What about the claim that it’s sustainable? Again, it depends. If the trees are harvested at the same rate they regenerate, then yes. And, Maine’s biomass is mostly from residue from the forest products industry, so the use of waste product for energy gets a thumbs up in my book.
Recently, two major biomass facilities in Maine went offline, alarming the logging industry and others in the forest products supply chain. It also should alarm environmentalists. The decline in oil prices has not only boosted demand for oil, but depressed demand for biomass and other renewable sources of energy. Biomass may not be a perfect source of energy, but it needs to be part of the energy solution in Maine.
2 Replies to “Woody Biomass: One step forward, two steps back?”

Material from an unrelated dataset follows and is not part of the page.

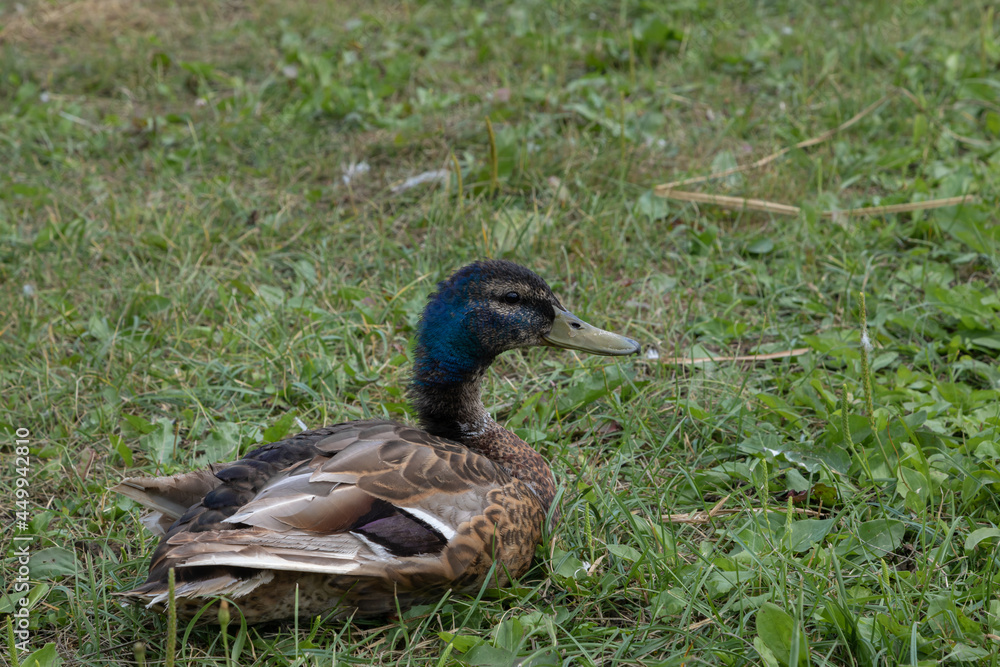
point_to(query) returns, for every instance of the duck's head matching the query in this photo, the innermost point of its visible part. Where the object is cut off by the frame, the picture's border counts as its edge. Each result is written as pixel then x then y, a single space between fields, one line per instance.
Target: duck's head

Good analysis. I think a strong case can be made that if biomass is sourced properly it produces a net climate benefit. Think of all the trees that die from being out-competed during the growth of a stand (from thousands of trees per acre to dozens per acre.) Burning those culls as biomass strikes me as far more beneficial than burning a mature tree that should have a long life in the forest or as construction material. If those cull trees producing “anyhow emissions” are burned as biomass, thereby displacing a certain amount of fossil fuel emissions, wouldn’t that be a net reduction in carbon emissions? (even counting emissions from transportation and logging). Of course, an audit would be necessary to document the source of the biomass.
I completely agree, Lee. We need to make sure that those audits are independent and reliable, though – otherwise “greenwashing” may occur.